Malator is an Earth house, built with an exterior glass wall facing Druidston Haven and looking out over St Brides Bay, Pembrokeshire. It is sunk into the ground to have a minimal impact on the landscape. Inside, the building has an open-plan format in a style compared to that of a medieval hall. An open log fire is a centrepiece to the room, with communal seating located around it. Multi-coloured pods in that large room divide the space.

==History==
It was built in 1998 for Bob Marshall-Andrews, QC, who was MP for the constituency of Medway from 1997 to 2010, and his wife Gill Marshall-Andrews. The architects on the project were Future Systems, a design company. The design of the building has resulted in it locally being referred to as the "Teletubby house" in reference to the building from the BBC children's television series. It was built as an earth house for design reasons rather than as part of any ecological requirement.

The building appeared in the first episode of the property television show Homes by the Sea, broadcast on the More4 channel on 16 October 2014. In the show, Marshall-Andrews gave a tour to presenter Charlie Luxton.

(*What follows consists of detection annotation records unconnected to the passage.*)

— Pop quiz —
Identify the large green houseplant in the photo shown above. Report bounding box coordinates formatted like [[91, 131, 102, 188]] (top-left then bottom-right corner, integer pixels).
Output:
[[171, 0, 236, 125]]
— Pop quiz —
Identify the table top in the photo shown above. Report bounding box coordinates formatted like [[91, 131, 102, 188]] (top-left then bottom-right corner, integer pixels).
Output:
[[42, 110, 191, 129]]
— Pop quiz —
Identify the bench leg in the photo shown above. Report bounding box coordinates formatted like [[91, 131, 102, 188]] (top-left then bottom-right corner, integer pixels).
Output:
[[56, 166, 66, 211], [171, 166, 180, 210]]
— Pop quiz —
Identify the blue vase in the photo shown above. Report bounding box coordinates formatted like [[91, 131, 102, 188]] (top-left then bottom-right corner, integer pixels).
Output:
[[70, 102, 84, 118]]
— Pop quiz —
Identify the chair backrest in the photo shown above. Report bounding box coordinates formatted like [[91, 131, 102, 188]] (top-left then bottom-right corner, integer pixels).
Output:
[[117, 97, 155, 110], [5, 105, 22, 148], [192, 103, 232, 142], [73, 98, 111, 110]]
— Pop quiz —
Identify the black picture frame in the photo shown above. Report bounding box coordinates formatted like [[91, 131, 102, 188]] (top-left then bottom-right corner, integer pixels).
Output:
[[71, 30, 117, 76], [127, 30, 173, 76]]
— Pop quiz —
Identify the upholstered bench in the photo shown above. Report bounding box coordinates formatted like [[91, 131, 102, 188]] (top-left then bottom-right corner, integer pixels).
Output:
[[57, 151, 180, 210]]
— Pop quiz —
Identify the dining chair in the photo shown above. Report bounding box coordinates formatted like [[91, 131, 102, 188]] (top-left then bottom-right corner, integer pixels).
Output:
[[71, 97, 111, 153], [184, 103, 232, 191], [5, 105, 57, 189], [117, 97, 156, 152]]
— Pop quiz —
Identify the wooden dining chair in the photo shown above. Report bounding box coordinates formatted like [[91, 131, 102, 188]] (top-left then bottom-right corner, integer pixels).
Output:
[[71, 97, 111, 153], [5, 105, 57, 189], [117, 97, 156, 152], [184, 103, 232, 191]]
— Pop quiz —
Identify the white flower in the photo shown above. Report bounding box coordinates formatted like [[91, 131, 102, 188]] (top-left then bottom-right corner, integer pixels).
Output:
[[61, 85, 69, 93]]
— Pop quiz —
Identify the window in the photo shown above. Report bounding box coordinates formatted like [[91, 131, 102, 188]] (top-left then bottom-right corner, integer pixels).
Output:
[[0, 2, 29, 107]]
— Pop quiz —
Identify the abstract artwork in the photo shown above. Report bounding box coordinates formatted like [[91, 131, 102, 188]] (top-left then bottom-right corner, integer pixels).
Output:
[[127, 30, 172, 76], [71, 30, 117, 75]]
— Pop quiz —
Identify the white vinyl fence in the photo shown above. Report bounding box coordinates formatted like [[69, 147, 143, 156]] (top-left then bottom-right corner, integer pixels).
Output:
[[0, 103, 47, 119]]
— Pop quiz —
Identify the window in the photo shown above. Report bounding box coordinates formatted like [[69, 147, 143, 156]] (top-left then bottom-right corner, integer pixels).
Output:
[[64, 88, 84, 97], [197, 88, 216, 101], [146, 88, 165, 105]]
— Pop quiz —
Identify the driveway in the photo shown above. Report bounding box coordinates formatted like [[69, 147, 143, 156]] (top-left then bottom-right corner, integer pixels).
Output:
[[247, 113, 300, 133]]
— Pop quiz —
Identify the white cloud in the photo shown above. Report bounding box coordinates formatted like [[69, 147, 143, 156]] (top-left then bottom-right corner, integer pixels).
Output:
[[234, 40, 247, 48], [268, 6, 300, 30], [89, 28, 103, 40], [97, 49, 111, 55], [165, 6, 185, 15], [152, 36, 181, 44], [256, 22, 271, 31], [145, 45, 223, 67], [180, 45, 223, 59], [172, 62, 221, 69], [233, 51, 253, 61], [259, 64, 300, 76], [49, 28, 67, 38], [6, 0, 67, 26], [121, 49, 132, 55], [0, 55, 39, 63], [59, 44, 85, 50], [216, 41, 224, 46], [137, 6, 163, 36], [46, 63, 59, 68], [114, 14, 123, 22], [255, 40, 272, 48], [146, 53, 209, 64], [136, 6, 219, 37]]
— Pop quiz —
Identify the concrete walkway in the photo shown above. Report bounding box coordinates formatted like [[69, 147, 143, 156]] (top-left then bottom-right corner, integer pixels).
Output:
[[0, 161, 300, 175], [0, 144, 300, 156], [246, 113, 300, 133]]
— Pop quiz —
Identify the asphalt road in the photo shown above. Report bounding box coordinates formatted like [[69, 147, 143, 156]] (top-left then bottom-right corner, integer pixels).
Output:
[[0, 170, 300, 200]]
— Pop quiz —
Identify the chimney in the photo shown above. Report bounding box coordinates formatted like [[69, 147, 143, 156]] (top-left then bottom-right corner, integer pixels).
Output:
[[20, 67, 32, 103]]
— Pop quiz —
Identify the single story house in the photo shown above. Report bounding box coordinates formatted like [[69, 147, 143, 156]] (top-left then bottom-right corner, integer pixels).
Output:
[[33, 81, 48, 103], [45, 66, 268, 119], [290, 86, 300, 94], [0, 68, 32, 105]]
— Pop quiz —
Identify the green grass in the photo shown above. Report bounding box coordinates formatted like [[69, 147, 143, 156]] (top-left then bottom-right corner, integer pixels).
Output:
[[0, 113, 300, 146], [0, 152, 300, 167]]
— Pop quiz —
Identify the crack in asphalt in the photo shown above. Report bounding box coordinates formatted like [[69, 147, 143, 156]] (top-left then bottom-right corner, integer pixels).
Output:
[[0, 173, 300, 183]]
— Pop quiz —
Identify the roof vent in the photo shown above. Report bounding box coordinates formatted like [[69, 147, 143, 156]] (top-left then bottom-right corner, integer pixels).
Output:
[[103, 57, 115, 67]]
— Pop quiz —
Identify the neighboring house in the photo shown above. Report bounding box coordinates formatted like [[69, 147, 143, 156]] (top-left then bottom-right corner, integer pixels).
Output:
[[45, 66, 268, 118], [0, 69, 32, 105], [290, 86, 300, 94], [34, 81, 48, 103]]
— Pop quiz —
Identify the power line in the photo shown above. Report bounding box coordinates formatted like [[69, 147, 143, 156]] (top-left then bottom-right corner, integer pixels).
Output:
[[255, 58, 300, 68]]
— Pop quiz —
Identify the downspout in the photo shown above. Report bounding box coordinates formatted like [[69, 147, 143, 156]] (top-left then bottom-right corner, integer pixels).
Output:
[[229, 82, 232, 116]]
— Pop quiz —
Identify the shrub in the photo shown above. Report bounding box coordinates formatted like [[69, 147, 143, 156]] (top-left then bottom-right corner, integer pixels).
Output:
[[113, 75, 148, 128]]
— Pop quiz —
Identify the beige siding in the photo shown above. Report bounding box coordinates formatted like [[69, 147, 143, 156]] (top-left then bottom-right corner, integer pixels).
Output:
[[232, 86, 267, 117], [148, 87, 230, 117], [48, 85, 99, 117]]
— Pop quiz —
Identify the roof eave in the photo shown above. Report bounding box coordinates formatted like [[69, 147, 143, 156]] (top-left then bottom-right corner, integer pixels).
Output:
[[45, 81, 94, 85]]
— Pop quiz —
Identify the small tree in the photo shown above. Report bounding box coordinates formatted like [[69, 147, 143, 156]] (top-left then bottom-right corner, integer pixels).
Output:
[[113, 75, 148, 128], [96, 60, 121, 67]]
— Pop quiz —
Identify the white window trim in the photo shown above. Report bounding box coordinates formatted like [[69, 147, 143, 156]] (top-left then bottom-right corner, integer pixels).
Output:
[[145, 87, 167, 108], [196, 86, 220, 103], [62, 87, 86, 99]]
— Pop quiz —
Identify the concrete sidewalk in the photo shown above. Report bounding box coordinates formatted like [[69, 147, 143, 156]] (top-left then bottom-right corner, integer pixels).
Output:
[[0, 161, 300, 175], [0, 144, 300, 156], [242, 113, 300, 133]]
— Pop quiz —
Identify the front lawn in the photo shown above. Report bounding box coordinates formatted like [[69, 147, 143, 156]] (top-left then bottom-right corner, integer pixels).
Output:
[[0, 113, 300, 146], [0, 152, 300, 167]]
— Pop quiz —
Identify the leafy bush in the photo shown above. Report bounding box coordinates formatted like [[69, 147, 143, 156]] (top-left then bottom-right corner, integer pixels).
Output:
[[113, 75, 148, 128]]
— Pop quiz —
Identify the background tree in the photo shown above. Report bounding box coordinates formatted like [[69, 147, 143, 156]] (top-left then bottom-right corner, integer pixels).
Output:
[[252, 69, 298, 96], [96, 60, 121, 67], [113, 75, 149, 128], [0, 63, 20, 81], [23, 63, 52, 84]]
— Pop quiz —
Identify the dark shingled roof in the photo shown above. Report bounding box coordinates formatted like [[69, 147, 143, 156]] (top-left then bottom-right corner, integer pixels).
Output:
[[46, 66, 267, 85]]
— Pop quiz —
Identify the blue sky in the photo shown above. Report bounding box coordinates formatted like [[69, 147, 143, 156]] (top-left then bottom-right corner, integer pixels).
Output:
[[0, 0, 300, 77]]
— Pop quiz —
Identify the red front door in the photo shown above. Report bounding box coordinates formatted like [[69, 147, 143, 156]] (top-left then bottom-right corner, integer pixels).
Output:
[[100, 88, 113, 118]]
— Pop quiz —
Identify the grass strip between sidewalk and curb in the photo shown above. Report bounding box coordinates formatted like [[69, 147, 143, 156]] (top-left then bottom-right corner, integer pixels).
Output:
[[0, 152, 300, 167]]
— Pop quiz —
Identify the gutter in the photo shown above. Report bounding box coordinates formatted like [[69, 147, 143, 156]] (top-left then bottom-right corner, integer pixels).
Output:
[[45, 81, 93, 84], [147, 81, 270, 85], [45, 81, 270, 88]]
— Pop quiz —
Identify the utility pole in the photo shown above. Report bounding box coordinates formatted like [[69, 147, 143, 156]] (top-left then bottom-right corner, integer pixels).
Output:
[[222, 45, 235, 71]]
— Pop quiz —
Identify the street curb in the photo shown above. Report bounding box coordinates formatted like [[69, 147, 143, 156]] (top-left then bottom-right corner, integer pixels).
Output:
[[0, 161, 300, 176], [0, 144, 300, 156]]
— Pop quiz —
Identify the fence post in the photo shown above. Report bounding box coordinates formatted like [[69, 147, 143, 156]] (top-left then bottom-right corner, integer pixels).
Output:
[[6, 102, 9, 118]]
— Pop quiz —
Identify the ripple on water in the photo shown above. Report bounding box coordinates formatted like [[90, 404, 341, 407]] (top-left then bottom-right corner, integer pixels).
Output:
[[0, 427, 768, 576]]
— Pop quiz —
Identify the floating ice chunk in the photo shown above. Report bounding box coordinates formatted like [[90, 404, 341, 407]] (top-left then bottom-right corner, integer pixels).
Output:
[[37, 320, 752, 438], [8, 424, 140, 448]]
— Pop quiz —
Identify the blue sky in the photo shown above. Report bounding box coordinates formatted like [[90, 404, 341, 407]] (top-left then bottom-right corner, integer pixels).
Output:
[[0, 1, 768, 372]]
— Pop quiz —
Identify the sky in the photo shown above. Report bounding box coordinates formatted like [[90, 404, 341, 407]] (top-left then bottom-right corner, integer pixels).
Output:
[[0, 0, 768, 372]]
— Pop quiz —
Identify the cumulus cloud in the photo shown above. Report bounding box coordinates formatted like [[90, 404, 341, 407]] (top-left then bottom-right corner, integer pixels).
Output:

The history of the Malator's conception, design and construction is described in an interview of Ivan Margolius with Gill Marshall-Andrews in Jan Kaplický - For the Future and For Beauty book.

==Reception==
In the dual language book Y Tu Mewn i Gartrefi Cymru / Inside Welsh Homes by Rachael Barnwell and Richard Suggett, Malator was described as representing an experiment that "will continue to change our ideas about the arrangement of our domestic space." Architectural Digest magazine included Malator in a list of the most innovative houses of the 20th century. In the Pembrokeshire volume of The Buildings of Wales series by Thomas Lloyd, Julian Orbach and Robert Scourfield, the authors called Malator a "success, the more shining amid the general failure of house design of the later [20th century]".